Human Rights Office

Human Rights Office
Human Rights Office

Beata Laskowska v. Marineland of Canada Inc. 2005 HRTO 30 (CanLII)

Summary:

Beata Laskowska was an employee at Marineland. She was a cart/token person and this was her first summer job. Ms. Laskowska alleges that she was sexually touched by Stanislav Holer, now deceased, who was the brother of the owner and president of Marineland. She claims that Marineland did not reasonably respond to her internal complaint of sexual harassment. In this case two questions were considered: 1. Does an employer have a duty to investigate a discrimination/harassment complaint under the Code? 2. If so, did Marineland reasonably respond to the alleged incident of August 13, 1999? It was found that the employer does have a duty to investigate a discrimination/harassment complaint under the Code. In this case it was also found that Marineland reasonably responded to the alleged incidents of August 13, 1999. Due to the earlier death of Stanislav Holer, whether or not sexual harassment occurred was unable to be found.

Question(s) to be Determined:

1. Does an employer have a duty to investigate a discrimination/harassment complaint under the Code?2. If so, did Marineland reasonably respond to the alleged incident of August 13, 1999?

Findings:

1. Does an employer have a duty to investigate a discrimination/harassment complaint under the Code?

YES

2. If so, did Marineland reasonably respond to the alleged incident of August 13, 1999?

YES

Reasoning:

1. Citing previous case law it was argued the employer does have a duty to investigate a discrimination/harassment complaint under the Code. Citing Payne v.
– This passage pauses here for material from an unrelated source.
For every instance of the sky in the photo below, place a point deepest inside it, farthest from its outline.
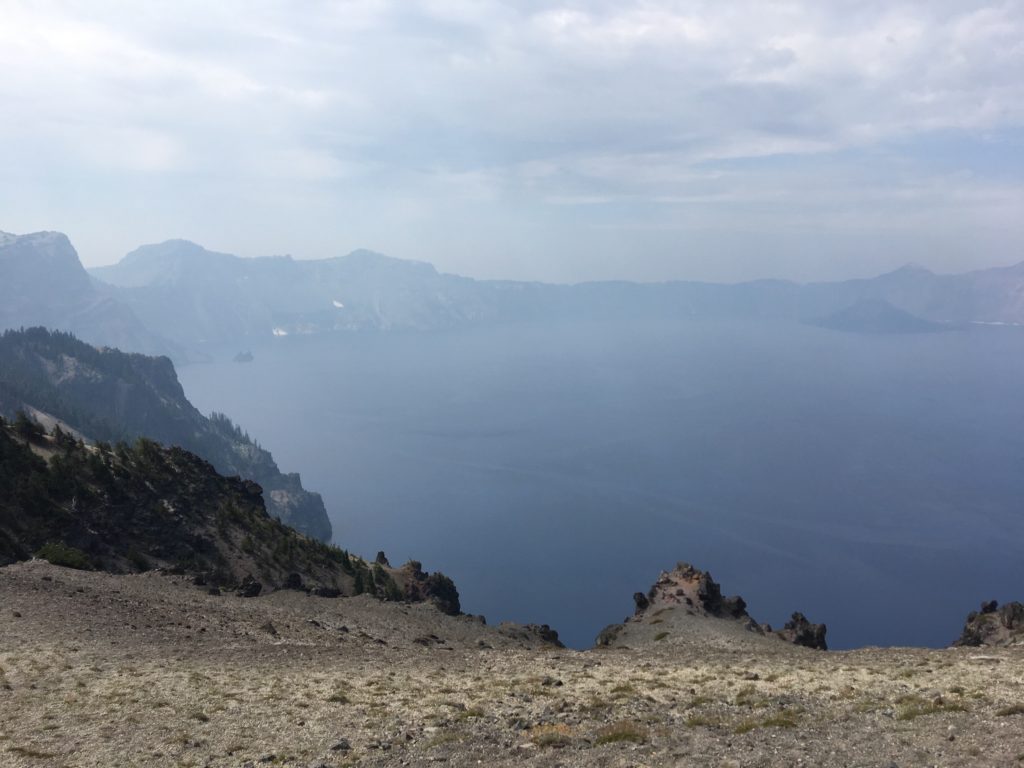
(566, 141)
Otsuka Pharmaceutical Co. (No. 3)(2002), 44 C.H.R.R. it was argued that “subsection 5(1) establishes “a human rights duty not to condone or further a discriminatory act that has already occurred.” At para. 75, the Board found that there was a duty to investigate a complaint of discrimination and that “[i]f they found that discrimination had occurred, they would have had to take reasonable action within their power to remedy the situation (para 50).” Further strengthening this position it was found that “The duty to investigate is a “means” by which the employer ensures that it is achieving the Code-mandated “ends” of operating in a discrimination-free environment and providing its employees with a safe work environment” (para 53).

2. Using the criteria of corporate “reasonableness” developed in Wall v. University of Waterloo (1995), 27 C.H.R.R. D/44 it was found the Marineland reasonably responded to the alleged incident of August 13, 1999.  The criteria utilized in this case include:

-Awareness of issues of discrimination/harassment, Policy, Complaint Mechanism and Training

- Post-Complaint: Seriousness, Promptness, Taking Care of its Employee, Investigation and Action

- Resolution of the Complaint (including providing the Complainant with a Healthy Work Environment) and Communication

Awareness of issues of discrimination/harassment, Policy, Complaint Mechanism and Training

Awareness of issues

In preparation for the 1999 summer season, Marineland rewrote its employee handbook, including a new anti-discrimination/harassment policy. The discrimination/harassment policy was disseminated to all management and employees. In 1999 Marineland also hired its first full-time human resources manager.

Anti-Discrimination/Harassment Policy

The policy was recognized for being written in lay persons’ terms and therefore was easy to understand. It was recommended that the policy be changed to reflect the practice that the harassed employee could choose to either confront the harasser or report it to the supervisor or Employment Co-ordinator.

Complaint Mechanism

As part of the new policy, Marlineland included an internal complaint mechanism.

Training 

Training took place at the orientation session for new hires and re-hires. Supervisors were trained and told to emphasize the handbook and its policies in department group sessions.

Post-Complaint: Seriousness, Promptness, Taking Care of its Employee, Investigation and Action

Serious and Promptness

Marineland’s management and employees acted quickly and sensitively. An example of this was the decision to contact Niagara Regional Police.

Taking Care of its Employee

Marineland’s first obligation was not the investigation, but to tend to theimmediate care and needs of Beata Laskowska.

Investigation

Marineland began its investigation immediately, within minutes on August 13, 1999. Marineland handled the investigation in a “textbook” manner.

Resolution of the Complaint (including providing the Complainant with a Healthy Work Environment) and Communication

In this case it was found that Marineland would have been willing to provide Ms. Laskowska with a safe, discrimination/harassment-free work environment had she decided to return to work. Appropriate steps had been taken to ensure that if Ms. Laskowska returned to Marineland, Mr. Holer and she would not meet. Throughout the course of the investigation, Marineland tried to remain in contact with Ms. Laskowska. Communication between Marineland and Ms. Laskowska was stifled due to the applicant’s sister, who was acting as Beata’s  representative. 

Remedies:

No remedies were awarded because it was found that Marineland handled the matter in a responsible manner and did not violate Beata Laskowska’s rights under the Code. As a result of this finding the complaint was dismissed.